A range of statuses are recognized as authorized or documented.
Citizenship through naturalization is the process by which a lawful, permanent, resident becomes a U.S.-citizen after meeting requirements of the Immigration & Nationality Act.
Permanent residence (colloquially referred to as Green Card holders) have obtained this status through a variety of mechanisms which include: family relationships, employment sponsorships, the Diversity Visa Program lottery, or humanitarian protection (for refugees and asylum seekers).
Temporary Non-Immigrant Visas provide visitors and workers a variety of short-term mechanisms to enter the country legally. Examples of these kind of visas include tourist, diplomatic, business, au pair, athletic, educational exchange among others. Temporary immigration status categories include temporary visa holders and temporary protected status (TPS). The former can obtain their status through employment, such as agricultural, service, or highly-skilled technical positions. TPS-holders are individuals who nable to return to their home countries as a result of conditions that are temporary, such as armed conflict or environmental disasters. Despite their name, both types of temporary immigration statuses can be renewed repeatedly over long periods of time.
Discretionary immigration statuses rely on the president to act on an individual’s order of removal (deportation). As of 2012, it was used as “categorical relief” and applied to a group of individuals under the same category of eligibility under the Deferred Action for Childhood Arrivals (DACA) policy (see Liminal documentation category for more details).
Asylum Seekers & Refugees are a legally distinct group, who have had to flee their countries because of “well-founded fear of persecution for reasons of race, religion, nationality, membership of a particular social group or political opinion”as established by the 1951 United Nations Refugee Convention Act. While refugees have been recognised under the 1951 Convention Act, the claims of asylum seekers have not yet been determined.

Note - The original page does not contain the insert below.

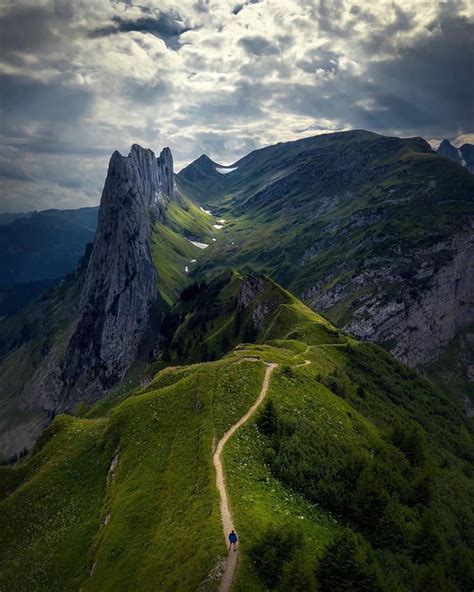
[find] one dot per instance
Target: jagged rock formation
(464, 155)
(121, 281)
(119, 285)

Currently there are more than 100 million displaced individuals across the globe. 26.6 million are refugees; 4.4 million are seeking asylum and another 50.9 million are displaced within the borders of their own country. In recent years, the U.S. has received a small proportion of the world’s refugees. In 2020 it resettled 12,000 and in 2021, 46,500.Half of these people are children and most of these face dramatic disruptions to their schooling. As such, the work of easing the transitions and educating refugee youth is happening across a variety of spaces and settings across the globe.